Step One – Frame the Opportunity
The first step should be to organize a leadership team and identify an executive sponsor. This can be accomplished in an initial meeting with key stakeholders. Use the following questions to frame the opportunity. What is the business problem we are addressing? Do we have any prior knowledge of current state solutions? Does a market scan of emerging research indicate that this is a project we can execute with the resources and time we have at our disposal? Can we win by failing and failing fast regardless of the outcome, thereby providing us the opportunity to learn new skills, knowledge, and capabilities? Can we draft a statement of anticipated outcomes and lessons learned? These questions should provide go/no go decision criteria for the next step.
Step Two – Cluster the Stakeholders Using Shared Interests
AI and synthetic data generation are a paradigm shift for any organization. The leadership team will likely find other stakeholders willing to take a seat at the table and participate in the scope of the rapid prototyping project. This exercise will help the team get buy-in from across the interested groups and be the foundation for an internally managed Special Interest Group. Agility and speed are the hallmarks of collaboration.
Step Three – Connect Data Stewards with AI Evangelists
It is highly unlikely that employees interested in AI rapid prototypes have not already experimented with Raspberry Pi computers, IoT devices, security cameras for their personal residence, and technologies such as Google Home and Amazon Alexa. Bringing these early adopters together with data stewards will start the conversation about how to think in a whole new way about synthetic data. Customer data is to be protected, but there is always enough flexibility in developing new AI models and mapping them to synthetic data engines that privacy can be protected.
Step Four – Communicate Roles, Rules, and Responsibilities
AI rapid prototypes can be high risk if viewed in the wrong frame of reference. Synthetic data technology is the opportunity to discover, test, fail, fail gain, iterate, and then win with new information about what is real and what is myth.
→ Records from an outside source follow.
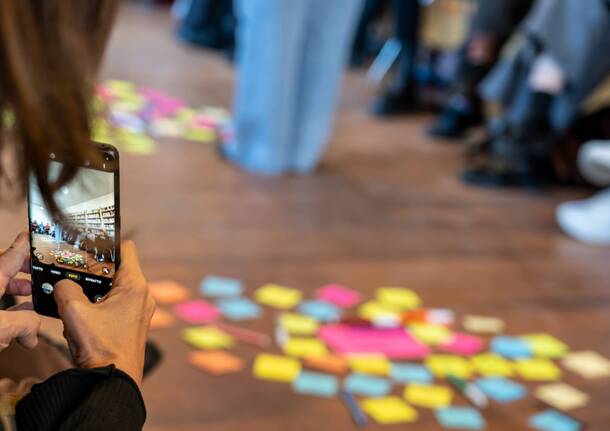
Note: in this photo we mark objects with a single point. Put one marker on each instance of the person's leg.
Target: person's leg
(326, 51)
(269, 48)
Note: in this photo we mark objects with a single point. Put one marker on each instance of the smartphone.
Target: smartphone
(85, 247)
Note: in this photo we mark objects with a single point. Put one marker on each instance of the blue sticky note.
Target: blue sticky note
(501, 390)
(239, 308)
(552, 420)
(511, 347)
(323, 385)
(368, 386)
(460, 417)
(410, 373)
(219, 287)
(320, 310)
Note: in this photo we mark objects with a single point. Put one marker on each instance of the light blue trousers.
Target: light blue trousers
(291, 57)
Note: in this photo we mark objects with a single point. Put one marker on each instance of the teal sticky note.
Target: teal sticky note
(368, 386)
(219, 287)
(552, 420)
(239, 308)
(460, 418)
(511, 347)
(501, 390)
(320, 310)
(410, 373)
(323, 385)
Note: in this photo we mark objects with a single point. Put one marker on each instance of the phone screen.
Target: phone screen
(83, 248)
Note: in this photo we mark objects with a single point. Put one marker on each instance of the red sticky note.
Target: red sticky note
(462, 344)
(339, 295)
(197, 311)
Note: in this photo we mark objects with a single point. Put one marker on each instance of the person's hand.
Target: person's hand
(114, 330)
(18, 322)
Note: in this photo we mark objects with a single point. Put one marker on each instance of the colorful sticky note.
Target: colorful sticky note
(370, 364)
(216, 362)
(460, 418)
(462, 344)
(430, 334)
(329, 363)
(537, 369)
(239, 308)
(552, 420)
(365, 385)
(196, 311)
(322, 385)
(511, 347)
(501, 390)
(298, 324)
(274, 295)
(449, 365)
(339, 295)
(398, 297)
(304, 347)
(561, 396)
(168, 292)
(320, 310)
(207, 337)
(588, 364)
(546, 346)
(490, 364)
(161, 319)
(276, 368)
(410, 373)
(389, 410)
(430, 396)
(220, 287)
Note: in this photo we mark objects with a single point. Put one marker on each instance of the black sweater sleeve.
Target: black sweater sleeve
(99, 399)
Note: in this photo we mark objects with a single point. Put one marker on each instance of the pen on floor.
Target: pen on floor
(355, 412)
(470, 391)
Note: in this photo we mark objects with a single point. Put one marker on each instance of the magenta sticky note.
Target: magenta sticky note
(197, 311)
(463, 344)
(393, 343)
(339, 295)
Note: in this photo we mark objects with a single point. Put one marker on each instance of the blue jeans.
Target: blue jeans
(291, 57)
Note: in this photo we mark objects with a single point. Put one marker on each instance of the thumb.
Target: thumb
(67, 293)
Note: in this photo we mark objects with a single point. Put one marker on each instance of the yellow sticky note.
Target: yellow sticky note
(371, 310)
(537, 369)
(561, 396)
(449, 365)
(398, 297)
(277, 368)
(305, 347)
(430, 334)
(389, 410)
(298, 324)
(430, 396)
(588, 364)
(483, 324)
(207, 337)
(370, 364)
(492, 365)
(278, 296)
(546, 346)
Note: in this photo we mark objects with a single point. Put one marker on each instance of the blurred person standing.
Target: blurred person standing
(291, 56)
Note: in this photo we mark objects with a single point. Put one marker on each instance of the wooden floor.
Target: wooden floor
(385, 208)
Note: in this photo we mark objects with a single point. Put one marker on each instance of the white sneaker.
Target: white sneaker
(587, 220)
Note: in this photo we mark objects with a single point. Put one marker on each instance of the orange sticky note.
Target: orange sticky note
(216, 362)
(168, 292)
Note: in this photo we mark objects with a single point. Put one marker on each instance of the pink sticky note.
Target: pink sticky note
(339, 295)
(393, 343)
(197, 311)
(462, 344)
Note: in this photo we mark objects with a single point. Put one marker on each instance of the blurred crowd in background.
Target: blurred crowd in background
(523, 85)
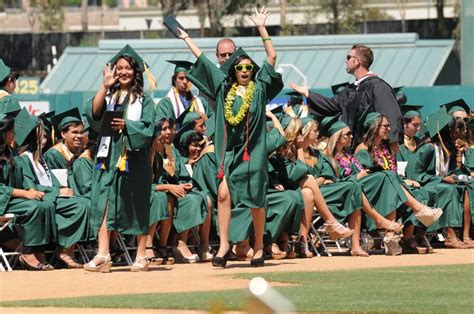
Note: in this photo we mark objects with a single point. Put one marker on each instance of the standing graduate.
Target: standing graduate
(122, 177)
(240, 135)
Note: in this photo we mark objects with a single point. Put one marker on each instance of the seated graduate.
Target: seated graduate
(438, 163)
(35, 218)
(71, 213)
(180, 99)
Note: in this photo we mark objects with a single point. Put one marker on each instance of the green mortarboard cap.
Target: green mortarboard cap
(181, 65)
(4, 70)
(238, 53)
(46, 118)
(24, 125)
(437, 122)
(338, 88)
(457, 105)
(130, 52)
(10, 106)
(410, 111)
(186, 121)
(60, 121)
(330, 125)
(370, 118)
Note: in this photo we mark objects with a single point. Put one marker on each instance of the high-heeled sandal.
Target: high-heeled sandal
(337, 231)
(221, 262)
(103, 267)
(137, 266)
(167, 259)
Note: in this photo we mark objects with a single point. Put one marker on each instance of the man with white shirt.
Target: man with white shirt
(367, 94)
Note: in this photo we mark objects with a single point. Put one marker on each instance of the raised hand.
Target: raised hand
(259, 18)
(303, 90)
(109, 76)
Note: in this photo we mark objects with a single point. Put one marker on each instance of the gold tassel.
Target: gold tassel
(151, 79)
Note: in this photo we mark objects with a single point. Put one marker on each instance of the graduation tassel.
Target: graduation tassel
(151, 79)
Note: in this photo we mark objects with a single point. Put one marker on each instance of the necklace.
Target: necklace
(229, 101)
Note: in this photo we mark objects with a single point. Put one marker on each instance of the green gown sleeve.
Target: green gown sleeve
(206, 76)
(139, 133)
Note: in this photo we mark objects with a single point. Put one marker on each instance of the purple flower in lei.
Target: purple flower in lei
(346, 163)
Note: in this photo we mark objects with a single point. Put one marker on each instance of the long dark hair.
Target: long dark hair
(195, 137)
(7, 124)
(136, 88)
(231, 79)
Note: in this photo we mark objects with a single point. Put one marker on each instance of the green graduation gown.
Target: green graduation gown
(35, 218)
(71, 214)
(246, 180)
(423, 170)
(190, 210)
(125, 195)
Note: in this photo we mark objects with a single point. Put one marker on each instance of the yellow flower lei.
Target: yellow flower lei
(229, 101)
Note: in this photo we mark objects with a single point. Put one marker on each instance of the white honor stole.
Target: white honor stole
(133, 112)
(178, 106)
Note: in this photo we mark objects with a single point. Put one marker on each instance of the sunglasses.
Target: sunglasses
(225, 54)
(241, 67)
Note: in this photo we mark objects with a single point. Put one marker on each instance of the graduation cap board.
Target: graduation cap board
(24, 125)
(4, 70)
(437, 122)
(181, 65)
(142, 65)
(64, 119)
(370, 118)
(338, 88)
(410, 111)
(457, 105)
(9, 106)
(330, 125)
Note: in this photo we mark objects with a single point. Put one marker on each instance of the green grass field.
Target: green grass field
(402, 289)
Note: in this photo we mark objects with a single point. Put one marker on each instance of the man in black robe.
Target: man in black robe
(367, 94)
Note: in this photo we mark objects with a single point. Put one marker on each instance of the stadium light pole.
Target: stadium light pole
(292, 66)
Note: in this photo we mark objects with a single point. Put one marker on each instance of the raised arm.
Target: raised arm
(259, 20)
(109, 78)
(191, 45)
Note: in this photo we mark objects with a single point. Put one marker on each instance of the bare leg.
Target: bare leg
(307, 217)
(224, 204)
(258, 216)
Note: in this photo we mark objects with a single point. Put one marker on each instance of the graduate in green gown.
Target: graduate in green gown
(8, 79)
(70, 130)
(241, 96)
(373, 153)
(33, 216)
(122, 170)
(71, 213)
(436, 164)
(180, 99)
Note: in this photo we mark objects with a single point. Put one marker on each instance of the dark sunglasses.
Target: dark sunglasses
(225, 54)
(241, 67)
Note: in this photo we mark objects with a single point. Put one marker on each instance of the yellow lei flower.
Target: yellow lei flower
(229, 101)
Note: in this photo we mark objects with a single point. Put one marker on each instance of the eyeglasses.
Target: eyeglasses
(225, 54)
(241, 67)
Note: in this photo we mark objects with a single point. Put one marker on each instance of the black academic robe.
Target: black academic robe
(373, 94)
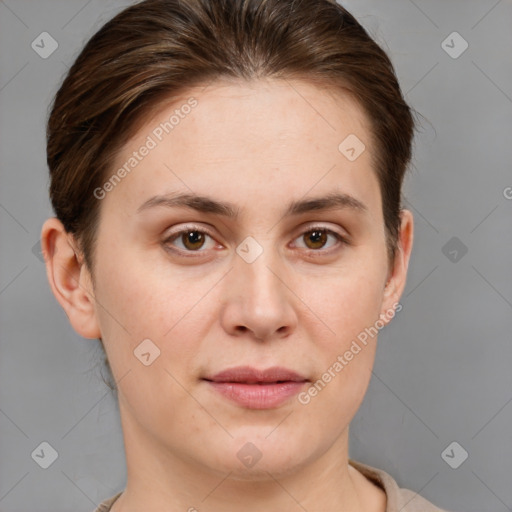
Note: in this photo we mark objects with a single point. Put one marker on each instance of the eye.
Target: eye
(192, 239)
(317, 237)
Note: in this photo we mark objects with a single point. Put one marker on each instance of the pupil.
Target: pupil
(194, 238)
(317, 237)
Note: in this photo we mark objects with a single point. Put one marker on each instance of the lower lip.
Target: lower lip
(258, 396)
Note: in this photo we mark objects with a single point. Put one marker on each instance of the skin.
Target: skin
(258, 145)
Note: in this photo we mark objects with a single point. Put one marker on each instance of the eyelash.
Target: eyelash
(188, 253)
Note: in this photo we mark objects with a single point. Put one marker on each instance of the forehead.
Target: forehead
(235, 138)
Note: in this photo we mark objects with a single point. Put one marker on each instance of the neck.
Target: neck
(158, 480)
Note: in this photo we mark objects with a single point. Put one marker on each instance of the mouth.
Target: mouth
(257, 389)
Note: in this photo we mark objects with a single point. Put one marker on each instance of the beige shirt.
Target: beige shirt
(399, 500)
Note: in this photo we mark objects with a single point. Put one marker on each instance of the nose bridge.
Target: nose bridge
(255, 268)
(258, 299)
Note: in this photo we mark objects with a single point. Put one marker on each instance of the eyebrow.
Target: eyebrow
(204, 204)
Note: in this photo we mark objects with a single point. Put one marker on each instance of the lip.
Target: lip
(257, 389)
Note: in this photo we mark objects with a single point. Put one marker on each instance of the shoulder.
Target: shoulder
(105, 505)
(398, 499)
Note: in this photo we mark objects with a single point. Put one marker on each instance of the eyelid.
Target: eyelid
(170, 237)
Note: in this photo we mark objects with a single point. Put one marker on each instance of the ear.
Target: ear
(397, 275)
(69, 278)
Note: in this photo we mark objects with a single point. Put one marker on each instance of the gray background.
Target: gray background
(443, 369)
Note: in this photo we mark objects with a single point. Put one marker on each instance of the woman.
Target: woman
(226, 177)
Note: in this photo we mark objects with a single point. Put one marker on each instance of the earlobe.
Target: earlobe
(398, 274)
(69, 278)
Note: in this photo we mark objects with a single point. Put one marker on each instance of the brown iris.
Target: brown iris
(193, 239)
(317, 237)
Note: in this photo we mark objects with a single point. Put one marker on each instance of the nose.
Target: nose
(258, 301)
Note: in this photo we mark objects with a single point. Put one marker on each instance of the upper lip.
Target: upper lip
(249, 375)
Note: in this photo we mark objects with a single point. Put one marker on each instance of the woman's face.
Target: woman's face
(255, 272)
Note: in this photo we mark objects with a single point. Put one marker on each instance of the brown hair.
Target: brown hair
(156, 49)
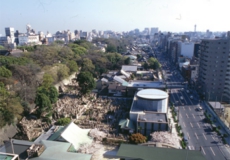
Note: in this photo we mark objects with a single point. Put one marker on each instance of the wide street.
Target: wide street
(199, 133)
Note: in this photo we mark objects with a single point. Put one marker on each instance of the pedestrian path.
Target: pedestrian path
(174, 131)
(225, 148)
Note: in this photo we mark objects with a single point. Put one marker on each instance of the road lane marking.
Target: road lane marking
(204, 136)
(196, 135)
(212, 151)
(187, 115)
(213, 137)
(184, 124)
(193, 116)
(188, 135)
(203, 150)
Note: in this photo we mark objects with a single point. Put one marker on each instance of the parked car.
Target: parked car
(199, 108)
(185, 139)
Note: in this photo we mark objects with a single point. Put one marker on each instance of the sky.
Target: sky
(116, 15)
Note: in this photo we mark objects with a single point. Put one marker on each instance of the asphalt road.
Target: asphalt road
(199, 133)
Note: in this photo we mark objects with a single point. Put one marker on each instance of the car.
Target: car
(185, 139)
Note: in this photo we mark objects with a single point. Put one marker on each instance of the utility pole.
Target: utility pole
(11, 145)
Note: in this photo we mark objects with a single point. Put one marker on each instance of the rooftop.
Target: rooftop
(145, 84)
(147, 153)
(152, 94)
(7, 156)
(216, 105)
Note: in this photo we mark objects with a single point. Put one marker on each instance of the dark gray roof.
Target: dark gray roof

Define the team roles, provide them with a limited set of rules of the road, and make sure success and failure are rewarded equally.
Step Five – Define Success
A little success can go a long way. Training data operates on a different timescale and volume than what teams may be used to in an enterprise setting. With today’s technology terabytes of synthetic data can be regenerated in hours not days or weeks. This makes it possible to collect lots of data in logs and system tools about data in all shapes and sizes. Small sample sizes and can be scaled quickly to reveal real opportunities for exploiting AI using both structured and unstructured data.
Step Six – Compare Outcomes with Future Experiments
The first project using synthetic data in a rapid prototyping environment will likely bring to light new information. From these insights will emerge new thinking about how to exploit synthetic data in new ways. Be prepared for this outcome. Synthetic data generation has the potential to accelerate AI innovations in the organization in ways not yet imagined.